On 02/22/12 14:54, Ralph Castain wrote:
That doesn't really address the issue, though. What I want to know is:
what happens when you try to bind processes? What about
-bind-to-socket, and -persocket options? Etc. Reason I'm concerned:
I'm not sure what happens if the socket layer isn't present. The logic
in 1.5 is pretty old, but I believe it relies heavily on sockets being
present.
Okay. So,
*) "out of the box", basically nothing works.
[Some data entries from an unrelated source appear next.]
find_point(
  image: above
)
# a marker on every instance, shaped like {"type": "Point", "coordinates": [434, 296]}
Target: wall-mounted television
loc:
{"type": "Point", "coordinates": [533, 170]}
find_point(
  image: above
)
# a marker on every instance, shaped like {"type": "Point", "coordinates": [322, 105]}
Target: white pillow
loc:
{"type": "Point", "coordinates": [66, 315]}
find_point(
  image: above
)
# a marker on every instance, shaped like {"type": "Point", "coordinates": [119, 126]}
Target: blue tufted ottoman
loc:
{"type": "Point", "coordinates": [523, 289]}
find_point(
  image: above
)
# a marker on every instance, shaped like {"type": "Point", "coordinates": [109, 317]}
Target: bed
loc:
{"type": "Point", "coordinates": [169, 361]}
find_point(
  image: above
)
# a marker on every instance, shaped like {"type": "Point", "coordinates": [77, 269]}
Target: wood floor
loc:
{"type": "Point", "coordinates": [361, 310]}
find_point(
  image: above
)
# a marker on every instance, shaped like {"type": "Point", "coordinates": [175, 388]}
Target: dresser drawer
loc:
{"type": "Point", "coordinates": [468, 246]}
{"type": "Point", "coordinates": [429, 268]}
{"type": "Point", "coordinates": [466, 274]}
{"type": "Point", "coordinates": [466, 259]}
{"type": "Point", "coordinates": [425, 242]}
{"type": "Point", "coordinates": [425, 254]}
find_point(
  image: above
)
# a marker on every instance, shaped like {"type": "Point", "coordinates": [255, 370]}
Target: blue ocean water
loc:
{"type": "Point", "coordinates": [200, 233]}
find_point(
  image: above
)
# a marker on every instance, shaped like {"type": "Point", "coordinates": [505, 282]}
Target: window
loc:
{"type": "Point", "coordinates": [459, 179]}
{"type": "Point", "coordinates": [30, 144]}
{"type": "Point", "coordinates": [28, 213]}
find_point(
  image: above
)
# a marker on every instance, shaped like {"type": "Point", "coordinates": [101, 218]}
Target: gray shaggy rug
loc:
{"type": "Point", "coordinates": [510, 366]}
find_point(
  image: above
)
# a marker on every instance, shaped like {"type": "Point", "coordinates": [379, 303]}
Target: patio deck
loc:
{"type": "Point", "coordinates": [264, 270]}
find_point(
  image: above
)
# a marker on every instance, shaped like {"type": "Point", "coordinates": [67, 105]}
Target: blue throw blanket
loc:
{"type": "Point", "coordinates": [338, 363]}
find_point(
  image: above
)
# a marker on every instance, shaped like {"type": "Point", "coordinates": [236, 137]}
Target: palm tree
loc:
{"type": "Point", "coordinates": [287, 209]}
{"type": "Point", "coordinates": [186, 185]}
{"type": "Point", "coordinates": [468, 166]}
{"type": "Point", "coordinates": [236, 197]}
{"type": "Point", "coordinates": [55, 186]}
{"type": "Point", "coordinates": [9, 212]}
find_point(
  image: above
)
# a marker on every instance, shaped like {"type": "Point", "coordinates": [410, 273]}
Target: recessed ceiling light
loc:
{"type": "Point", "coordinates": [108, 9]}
For example, "mpirun
hostname" segfaults.
*) With "--mca orte_num_sockets 1", stuff appears to work.
*) With "--mca orte_num_sockets 1" and adding either "--bysocket
--bind-to-socket" or "--npersocket <n>", I get:
--------------------------------------------------------------------------
Unable to bind to socket -13 on node burl-ct-v20z-10.
--------------------------------------------------------------------------
--------------------------------------------------------------------------
mpirun was unable to start the specified application as it encountered
an error:
Error name: Fatal
Node: burl-ct-v20z-10
when attempting to start process rank 0.
--------------------------------------------------------------------------
2 total processes failed to start
So, I hear Brice's comment that this is an old kernel. And, I hear what
you're saying about a "real" fix being expensive. Nevertheless, to my
taste, automatically setting num_sockets==1 when num_sockets==0 is
detected makes a lot of sense. It makes things "basically" work,
turning a situation where everything including "mpirun hostname"
segfaults into a situation where default usage works just fine. What
remains broken is binding, which generates an error message that gives
the user a hope of making progress (turning off binding). That's in
contrast from expecting users to go from
% mpirun hostname
Segmentation fault
to knowing that they should set orte_num_sockets==1.